Nulla per cui valesse la pena vivere. Mi sono basato solo sulla bellezza, su
quanti piercing avessero, su quante magliette della Drop Dead si
mettessero e cazzate simili. Ma non è questo che dovrebbe unire le persone. Da
quando sono rimasto così deluso dall’amore non sentivo più il cuore battere
dall’emozione, battere davvero. Lo so che sto per dire cose stupide, ma
prendimi sul serio: da quando siamo diventati amici ho risentito il cuore
battere. Mi sono sentito di nuovo vivo, di nuovo capace di provare sentimenti.
Sono uscito da quell’apatia perenne che da un po’ mi circondava. E penso che
questo sia grazie a te. Lo so che non ti ho detto che ti amo, che non ti sto
dando nessuna certezza, e che forze ti chiedo fin troppo vedendo quanto già hai
fatto per me, ma se tu volessi sopportarmi, starmi vicino e aiutarmi a far
battere ancora questo cuore, io forse un giorno ti dirò che ti amo, ma devo
capire davvero se è amore questa volta. Non voglio gettare tutto alle ortiche.
Ti chiedo troppo lo so, e so anche quanto possa fare male. Ma ti prego non
andartene”. Mi disse così, proprio così, ne parola più, ne parola meno. Mi
chiese esattamente questo: stargli accanto permettendogli di vivere bene,
annientando me stessa e i miei sentimenti per lui almeno finché lui non avrebbe
capito cosa provava. E io l’avrei fatto: lo sapevo che era maledettamente
inutile, era stupido stare lì a sperare che lui finalmente volesse me come io
volevo lui, era una cretinata infantile da campagnola di Jane Austen o
da sciocca ragazzina innamorata del vampiro di turno, dopotutto niente mi dava
la certezza che anche i suoi sentimenti sarebbero diventati forti come i miei,
ma io l’avrei fatto perché lui era la mia ossessione. Potevo fare altre mille
volte lo stesso errore, aspettare, e aspettare, ma non avrei imparato mai,
perché volevo lui, a costo di annientare me stessa. E se lui aveva bisogno di
me, che fosse per amore o per sfogo, avrei fatto qualsiasi cosa, qualsiasi cosa
per seguirlo e rimanergli sempre sempre sempre vicina. L’avrei
seguito oltre ogni porta, oltre ogni cancello, oltre ogni mondo. Non mi
spaventava l’auto annientarmi, il distruggere me per vedere sorridere lui.

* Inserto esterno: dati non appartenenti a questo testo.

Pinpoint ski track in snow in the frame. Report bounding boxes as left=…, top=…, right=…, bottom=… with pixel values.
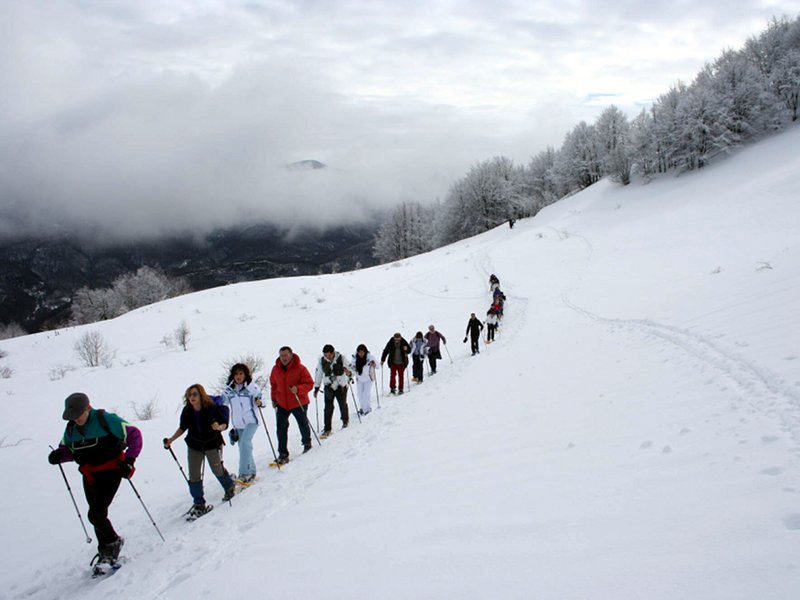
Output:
left=11, top=264, right=527, bottom=600
left=550, top=227, right=800, bottom=456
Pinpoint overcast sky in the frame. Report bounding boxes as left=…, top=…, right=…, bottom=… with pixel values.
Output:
left=0, top=0, right=800, bottom=239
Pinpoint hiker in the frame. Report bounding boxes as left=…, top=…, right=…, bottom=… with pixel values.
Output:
left=164, top=383, right=236, bottom=518
left=269, top=346, right=314, bottom=465
left=489, top=293, right=506, bottom=326
left=47, top=392, right=142, bottom=569
left=425, top=325, right=447, bottom=375
left=350, top=344, right=378, bottom=415
left=486, top=308, right=497, bottom=344
left=222, top=363, right=264, bottom=485
left=314, top=344, right=352, bottom=438
left=410, top=331, right=428, bottom=383
left=381, top=333, right=411, bottom=394
left=464, top=313, right=483, bottom=356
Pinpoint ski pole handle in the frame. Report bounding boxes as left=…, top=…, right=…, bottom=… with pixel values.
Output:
left=50, top=446, right=92, bottom=544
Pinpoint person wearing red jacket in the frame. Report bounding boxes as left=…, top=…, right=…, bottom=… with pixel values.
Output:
left=269, top=346, right=314, bottom=464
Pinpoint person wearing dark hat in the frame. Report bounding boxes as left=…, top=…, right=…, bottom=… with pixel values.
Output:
left=314, top=344, right=353, bottom=439
left=48, top=392, right=142, bottom=571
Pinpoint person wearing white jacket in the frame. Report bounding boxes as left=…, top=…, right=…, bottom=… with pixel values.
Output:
left=222, top=363, right=263, bottom=485
left=314, top=344, right=352, bottom=437
left=350, top=344, right=378, bottom=415
left=486, top=308, right=497, bottom=344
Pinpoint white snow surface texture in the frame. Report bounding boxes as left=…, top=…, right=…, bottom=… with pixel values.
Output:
left=0, top=127, right=800, bottom=600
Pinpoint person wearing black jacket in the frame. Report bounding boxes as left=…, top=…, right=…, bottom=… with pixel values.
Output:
left=464, top=313, right=483, bottom=356
left=164, top=383, right=236, bottom=517
left=381, top=333, right=411, bottom=394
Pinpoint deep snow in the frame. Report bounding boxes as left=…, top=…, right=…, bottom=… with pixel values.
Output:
left=0, top=127, right=800, bottom=600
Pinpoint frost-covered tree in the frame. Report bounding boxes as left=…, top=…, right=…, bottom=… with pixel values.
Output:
left=524, top=146, right=569, bottom=214
left=773, top=48, right=800, bottom=121
left=373, top=202, right=434, bottom=262
left=556, top=121, right=603, bottom=192
left=72, top=267, right=191, bottom=324
left=437, top=156, right=533, bottom=244
left=594, top=104, right=632, bottom=185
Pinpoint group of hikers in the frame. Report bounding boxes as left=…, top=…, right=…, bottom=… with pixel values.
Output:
left=48, top=275, right=505, bottom=576
left=464, top=273, right=506, bottom=356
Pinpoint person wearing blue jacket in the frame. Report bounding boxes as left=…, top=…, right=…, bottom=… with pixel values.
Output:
left=48, top=392, right=142, bottom=571
left=222, top=363, right=263, bottom=486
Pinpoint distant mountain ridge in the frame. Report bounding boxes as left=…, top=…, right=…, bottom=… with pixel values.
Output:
left=286, top=159, right=328, bottom=171
left=0, top=223, right=377, bottom=332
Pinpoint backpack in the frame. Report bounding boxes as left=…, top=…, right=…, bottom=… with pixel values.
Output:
left=65, top=408, right=126, bottom=451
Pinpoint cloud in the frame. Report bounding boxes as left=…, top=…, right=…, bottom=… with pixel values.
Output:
left=0, top=0, right=800, bottom=240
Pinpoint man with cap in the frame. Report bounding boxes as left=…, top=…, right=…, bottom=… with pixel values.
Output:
left=48, top=392, right=142, bottom=572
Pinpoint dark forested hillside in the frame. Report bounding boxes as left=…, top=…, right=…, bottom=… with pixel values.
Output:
left=0, top=224, right=375, bottom=331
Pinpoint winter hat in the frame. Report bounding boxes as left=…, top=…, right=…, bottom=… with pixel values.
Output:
left=61, top=392, right=89, bottom=421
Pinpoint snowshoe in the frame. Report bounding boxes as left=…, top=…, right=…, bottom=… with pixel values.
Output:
left=186, top=504, right=214, bottom=522
left=89, top=553, right=122, bottom=579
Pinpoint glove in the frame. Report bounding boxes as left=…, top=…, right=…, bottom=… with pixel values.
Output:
left=119, top=456, right=136, bottom=479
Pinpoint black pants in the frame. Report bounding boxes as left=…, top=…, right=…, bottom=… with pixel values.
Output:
left=325, top=385, right=350, bottom=431
left=275, top=404, right=311, bottom=456
left=411, top=354, right=425, bottom=381
left=83, top=469, right=122, bottom=548
left=428, top=348, right=442, bottom=374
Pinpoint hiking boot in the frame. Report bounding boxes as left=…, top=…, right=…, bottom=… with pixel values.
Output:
left=106, top=536, right=125, bottom=562
left=187, top=504, right=213, bottom=520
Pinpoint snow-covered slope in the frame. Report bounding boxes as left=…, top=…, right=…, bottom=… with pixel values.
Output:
left=0, top=128, right=800, bottom=600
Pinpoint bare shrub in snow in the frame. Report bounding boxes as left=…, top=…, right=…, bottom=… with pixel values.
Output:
left=47, top=365, right=75, bottom=381
left=73, top=331, right=116, bottom=367
left=174, top=321, right=190, bottom=352
left=0, top=323, right=28, bottom=340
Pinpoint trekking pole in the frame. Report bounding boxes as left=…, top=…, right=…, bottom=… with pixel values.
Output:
left=375, top=378, right=383, bottom=408
left=164, top=438, right=189, bottom=484
left=50, top=446, right=92, bottom=544
left=347, top=379, right=361, bottom=423
left=128, top=479, right=167, bottom=542
left=258, top=406, right=281, bottom=471
left=292, top=392, right=322, bottom=446
left=316, top=391, right=325, bottom=429
left=442, top=342, right=453, bottom=365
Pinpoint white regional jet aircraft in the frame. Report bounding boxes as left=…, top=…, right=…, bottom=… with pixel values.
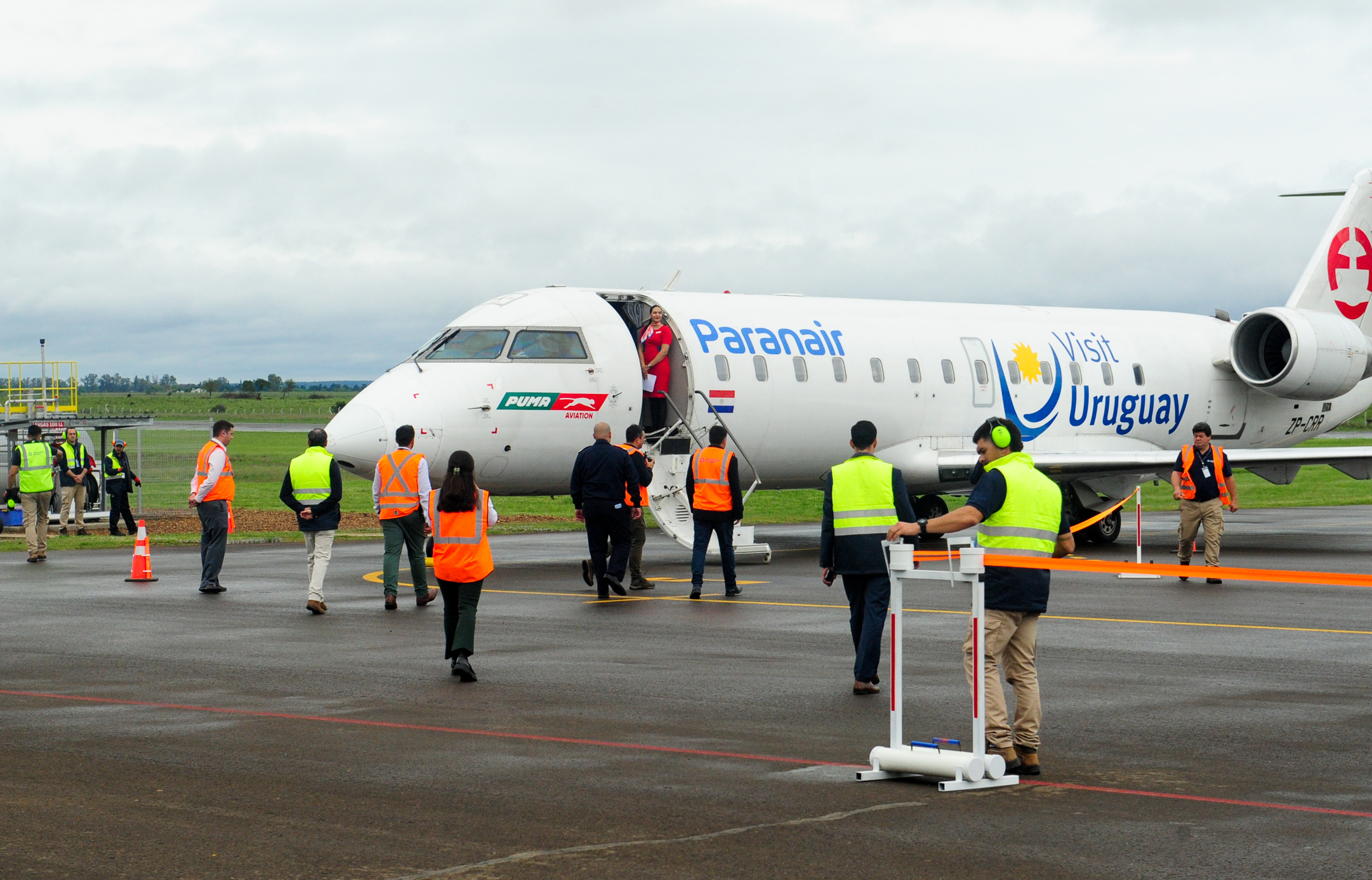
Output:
left=328, top=171, right=1372, bottom=558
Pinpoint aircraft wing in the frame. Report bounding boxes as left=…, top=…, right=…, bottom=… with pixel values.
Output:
left=939, top=445, right=1372, bottom=485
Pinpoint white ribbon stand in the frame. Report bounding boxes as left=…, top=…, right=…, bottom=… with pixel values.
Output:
left=857, top=541, right=1019, bottom=791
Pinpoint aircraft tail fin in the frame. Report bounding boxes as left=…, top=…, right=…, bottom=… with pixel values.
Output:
left=1287, top=169, right=1372, bottom=327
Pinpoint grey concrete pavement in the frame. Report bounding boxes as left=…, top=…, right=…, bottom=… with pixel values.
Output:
left=0, top=507, right=1372, bottom=877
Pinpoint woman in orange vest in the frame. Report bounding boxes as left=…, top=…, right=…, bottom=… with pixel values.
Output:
left=428, top=450, right=499, bottom=681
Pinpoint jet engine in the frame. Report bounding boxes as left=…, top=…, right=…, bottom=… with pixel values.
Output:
left=1229, top=307, right=1372, bottom=400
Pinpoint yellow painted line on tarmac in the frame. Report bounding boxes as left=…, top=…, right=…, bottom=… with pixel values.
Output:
left=362, top=572, right=1372, bottom=636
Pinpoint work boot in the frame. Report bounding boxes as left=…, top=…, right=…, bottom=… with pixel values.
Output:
left=986, top=743, right=1021, bottom=773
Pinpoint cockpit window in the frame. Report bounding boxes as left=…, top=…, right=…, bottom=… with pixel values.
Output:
left=425, top=327, right=510, bottom=360
left=509, top=331, right=586, bottom=360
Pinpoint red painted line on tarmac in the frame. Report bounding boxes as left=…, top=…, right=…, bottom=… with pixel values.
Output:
left=0, top=690, right=867, bottom=768
left=1019, top=778, right=1372, bottom=818
left=10, top=690, right=1372, bottom=818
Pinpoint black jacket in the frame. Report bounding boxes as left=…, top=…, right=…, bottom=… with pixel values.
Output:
left=572, top=440, right=641, bottom=510
left=819, top=455, right=918, bottom=574
left=686, top=455, right=744, bottom=522
left=281, top=461, right=343, bottom=532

Poteva fare di me quello che voleva, ormai io ero totalmente incondizionatamente
irreversibilmente sua. E adesso più che in qualsiasi momento lo sapevo per
certo.
“Va bene” dissi.
“Come?” mi domandò
mentre le sue parole, uscite dolci dalle sue labbra si condensavano in una
nuvoletta di fumo e svanivano.
“Va bene, qualsiasi cosa
tu voglia da me per me va bene. A me basta starti accanto per essere felice,
anche se hai perso la capacità di amare, anche se ci vorrà del tempo prima che
la ritrovi. Anche se il cuore non ti batterà più. Ho deciso: io lo farò battere
per entrambi. Il mio cuore, per quanto noioso e stupido sia, te lo giuro,
batterà per tutti e due, per entrambi, finché anche il tuo non tornerà a
battere come prima. E quando tornerà a farlo lo farà per me, perché io lo farò
tornare a battere. Il giorno in cui ti sveglierai la mattina e pensando a me il
tuo cuore accelererà anche solo poco poco, vieni da me e dimmelo. Se mi
amerai mai, basta che mi dirai così e capirò, ma nel mentre io saprò
aspettare”.
“Va bene, speravo in una
risposta simile. Grazie, per ogni cosa, e per quanto soffrirai per causa mia,
perdonami già da ora se puoi”.
Sorrisi, e guardai il
profondo così scuro dei suoi occhi. Io l’avevo sempre detto, i sentimenti che
dimorano ancora in noi, e le nostre paure, emozioni e pensieri vanno oltre
quelli dei comuni esseri umani. L’amore per noi non è solo sesso o solo bisogno
fisico, è anche astrazione da noi per vivere per l’altro, vivere dell’altro
ogni giorno e ogni minuto. Mi si avvicinò e mi baciò la fronte così
delicatamente che rimasi immobile per non rovinare quell’attimo. Quella cornice
bianca e candida così pura e così fredda ancora non era stata innevata dalla
disperazione dell’essere o dal sangue dell’uomo, era ancora solo per noi. E
avrei voluto vederla durare per sempre, ma così non fu.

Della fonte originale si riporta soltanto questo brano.